От того же к тому же.

В Пинск.

Сегодня было собрание у графа Собеского, и, как ты можешь легко предположить, я был приглашен.

Когда я вошел, общество было уже многочисленным; не было недостатка в красивых женщинах. Не знаю, от какой могущественной звезды берет начало их нежное воздействие, но на всех их было то отражение чувственности, которое, кажется, зовет к наслаждению; все они были заняты милой болтовней, которая пленяет сердца; не говорю уж о нарядах, которые, конечно, надеваются не для того, чтобы их отвращать.

Среди этих кокеток я обратил внимание лишь на каштеляншу Бомискую. Она в цвете лет, И ее невозможно не выделить из среды других, так блистательна ее красота, так обворожительно ее обращение, так привлекателен ее томный вид, так трогателен ее голос, так красноречивы ее взгляды и так приноровлено к одержанию сердечных побед ее поведение. Говорят, во времена ее юности, подруги смеялись над ее невинным видом; но с тех пор она побывала в Париже и, разумеется, недурно воспользовалась уроками французов.

Перед обедом разговор вертелся на нескольких анекдотах, которые в настоящее время занимают любопытство праздных людей в Варшаве.

Каштелянша принялась рассказывать о галантных похождениях княгини Гал... Она приправила такою солью злость своих суждений по этому поводу, придала своему рассказу столько изящества, что было очень забавно. Смеялись много, потом сели за стол.

За кофе она снова принялась за свою игривую болтовню. Другие женщины из чувства ревности к ее красоте и остроумно удалились в сторону; мы же образовали вокруг нее кольцо, устремив глаза на хорошенький ротик, умеющий так хорошо болтать приятные пустячки; смех снова начался, забавлялись еще более.

Еще смех продолжался, когда звуки настраиваемых инструментов пригласили нас в зал. Проходя туда, я подал руку милой рассказчице и уверял ее, что она очаровательна, чему она, разумеется, без труда поверила.

Она приняла эту любезность со спокойною снисходительностью, как нечто должное.

Я поместился рядом с нею.

Чтобы открыть бал, ожидали только Люцилу, и так как она не появлялась, мать просила не обращать на это внимание. Все же подождали еще несколько времени и по настоянию графини стали танцевать. Начали с кадрили.
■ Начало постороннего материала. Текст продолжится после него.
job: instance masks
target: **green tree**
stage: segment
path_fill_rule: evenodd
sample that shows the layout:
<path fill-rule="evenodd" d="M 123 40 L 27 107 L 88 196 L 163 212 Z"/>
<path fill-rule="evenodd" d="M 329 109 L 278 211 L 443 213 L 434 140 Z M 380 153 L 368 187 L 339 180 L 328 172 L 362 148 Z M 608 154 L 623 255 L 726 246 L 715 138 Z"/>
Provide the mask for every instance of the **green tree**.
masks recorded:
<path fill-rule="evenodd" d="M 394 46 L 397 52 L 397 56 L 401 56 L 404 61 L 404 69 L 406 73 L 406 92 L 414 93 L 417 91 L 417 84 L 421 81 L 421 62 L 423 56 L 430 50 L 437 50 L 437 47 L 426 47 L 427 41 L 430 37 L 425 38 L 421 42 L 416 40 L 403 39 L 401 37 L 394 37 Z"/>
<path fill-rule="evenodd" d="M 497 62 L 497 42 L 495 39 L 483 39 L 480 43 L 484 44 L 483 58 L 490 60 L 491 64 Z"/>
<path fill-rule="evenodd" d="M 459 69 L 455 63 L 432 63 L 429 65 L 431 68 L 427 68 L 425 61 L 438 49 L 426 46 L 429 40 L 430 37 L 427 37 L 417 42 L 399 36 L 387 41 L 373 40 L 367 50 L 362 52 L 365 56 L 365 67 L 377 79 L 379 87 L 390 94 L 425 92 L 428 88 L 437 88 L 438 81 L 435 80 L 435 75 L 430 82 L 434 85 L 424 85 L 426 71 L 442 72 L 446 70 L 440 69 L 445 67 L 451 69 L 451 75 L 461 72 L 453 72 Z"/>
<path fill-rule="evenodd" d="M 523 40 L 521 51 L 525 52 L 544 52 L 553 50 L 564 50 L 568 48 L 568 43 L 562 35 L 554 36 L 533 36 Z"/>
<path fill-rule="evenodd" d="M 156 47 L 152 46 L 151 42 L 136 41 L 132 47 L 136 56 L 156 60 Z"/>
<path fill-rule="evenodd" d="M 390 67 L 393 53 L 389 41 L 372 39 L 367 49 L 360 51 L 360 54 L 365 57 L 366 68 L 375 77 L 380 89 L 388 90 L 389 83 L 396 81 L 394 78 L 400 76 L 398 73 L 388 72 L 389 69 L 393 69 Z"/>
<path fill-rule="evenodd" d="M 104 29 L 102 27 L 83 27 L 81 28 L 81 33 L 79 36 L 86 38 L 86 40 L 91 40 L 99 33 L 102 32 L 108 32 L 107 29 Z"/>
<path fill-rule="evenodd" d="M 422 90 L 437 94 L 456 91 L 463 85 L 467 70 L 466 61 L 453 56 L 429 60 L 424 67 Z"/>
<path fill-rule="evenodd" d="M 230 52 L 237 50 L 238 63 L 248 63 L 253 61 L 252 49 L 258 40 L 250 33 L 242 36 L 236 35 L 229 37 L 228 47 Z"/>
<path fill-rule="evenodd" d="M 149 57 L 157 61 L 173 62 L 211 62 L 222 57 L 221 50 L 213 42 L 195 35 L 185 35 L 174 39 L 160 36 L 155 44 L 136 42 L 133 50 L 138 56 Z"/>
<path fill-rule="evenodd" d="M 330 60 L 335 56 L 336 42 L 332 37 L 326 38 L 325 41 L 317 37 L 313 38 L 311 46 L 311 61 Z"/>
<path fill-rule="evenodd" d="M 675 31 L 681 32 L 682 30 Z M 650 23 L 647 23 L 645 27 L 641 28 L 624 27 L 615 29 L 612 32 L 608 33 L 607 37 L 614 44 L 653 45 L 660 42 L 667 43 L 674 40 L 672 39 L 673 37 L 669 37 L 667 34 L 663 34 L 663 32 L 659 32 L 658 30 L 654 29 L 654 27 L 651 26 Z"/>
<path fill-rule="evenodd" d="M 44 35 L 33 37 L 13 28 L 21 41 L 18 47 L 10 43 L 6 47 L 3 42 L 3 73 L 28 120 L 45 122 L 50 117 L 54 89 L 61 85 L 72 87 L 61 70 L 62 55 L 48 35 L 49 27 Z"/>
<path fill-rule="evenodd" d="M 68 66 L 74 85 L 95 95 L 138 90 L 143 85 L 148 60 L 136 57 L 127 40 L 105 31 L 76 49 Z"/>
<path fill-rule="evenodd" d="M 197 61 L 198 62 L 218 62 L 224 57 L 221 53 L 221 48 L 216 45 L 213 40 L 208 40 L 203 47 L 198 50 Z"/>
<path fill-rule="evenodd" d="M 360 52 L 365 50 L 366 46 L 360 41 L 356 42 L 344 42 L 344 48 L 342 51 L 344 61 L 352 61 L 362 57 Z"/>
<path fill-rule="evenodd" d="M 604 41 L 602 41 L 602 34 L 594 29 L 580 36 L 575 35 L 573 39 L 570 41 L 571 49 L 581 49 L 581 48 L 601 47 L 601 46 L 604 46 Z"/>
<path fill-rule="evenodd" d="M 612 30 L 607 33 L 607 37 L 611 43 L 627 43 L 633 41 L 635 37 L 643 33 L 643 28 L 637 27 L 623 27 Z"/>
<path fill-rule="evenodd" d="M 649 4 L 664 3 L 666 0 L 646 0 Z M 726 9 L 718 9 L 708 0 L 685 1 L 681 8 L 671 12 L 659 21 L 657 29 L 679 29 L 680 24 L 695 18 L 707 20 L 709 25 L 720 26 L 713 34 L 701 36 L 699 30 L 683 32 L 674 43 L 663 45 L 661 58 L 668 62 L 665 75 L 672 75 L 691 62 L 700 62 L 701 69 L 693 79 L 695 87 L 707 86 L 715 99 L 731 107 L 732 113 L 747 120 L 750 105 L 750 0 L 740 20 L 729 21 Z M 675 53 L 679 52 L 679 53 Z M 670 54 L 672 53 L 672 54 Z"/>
Молодой Люблин (Lublin) подошел к моей соседке и пригласил ее. В то же время трое других обратились к самым красивым из общества. Хотя они были молоды, гибки и хорошо сложены, однако глаза были устремлены исключительно на каштеляншу. Сколько точности, сколько легкости, сколько грации в движениях этой соблазнительной особы! Как одушевляли танец их взоры! Ее соперницы пожелали подражанием ей придать своим движениям ту же привлекательность, но в зале видали только ее.

Кадриль кончилась, она села на свое место. Люблин последовал туда же.

«Сколько женщин, считающих себя красивыми и милыми, сказал я ей тихо, должны страдать в вашем обществе. Создавать ревнивиц—вот несчастие, которое всегда с вами, и это несчастие, я полагаю, следует за вами повсюду».

— Вы любите шутить, — ответила она, улыбаясь и тихо пожимая мне руку.

Признаться тебе? Рядом с нею известное возбуждение овладело моей душой; я любил уже сладостный яд, который тек в моих жилах, и я снова приметил за собою с изумлением, что говорю ей нежности! Я все же не был еще так охвачен новым возбуждением, чтобы время от времени не искать глазами Люцилу. Да и мог ли я ее забыть?

Она только что вошла и поместилась без шума в угол. Я в тайне сравнивал ее с прекрасной танцоркой, и параллель была совершенно в пользу Люцилы.

Их станы были почти также изящны, кожа — той же белизны, лица одинаково одухотворены. Красота Люцилы, правда, не так правильна, но в ней есть, что нравится больше, и что нравится дольше. Она не обладает, как каштелянша, талантом ослеплять глаза, но у нее талант пленять сердца: у нее ни тени кокетства, ее обхождение — прямое развитие той грации, которою щедро одарила ее природа.

У нее нет также в наружности отражения страстности, которая с блеском проявляется во всем существе другой; держится она пристойно, сдержанно, а на лице видна милая стыдливость, самое великое очарований красоты.

Уже мое сердце вернулось к ней; вернее, оно никогда ее не покидало. Я начал пренебрегать каштеляншей; но не хотел грубо порвать с нею.

Люцила заметила мою внимательность по отношению к этой прекрасной особе и с беспокойным видом остановила на мне свой взор. Я был очаровать ее переполохом и сделал вид, что не замечаю.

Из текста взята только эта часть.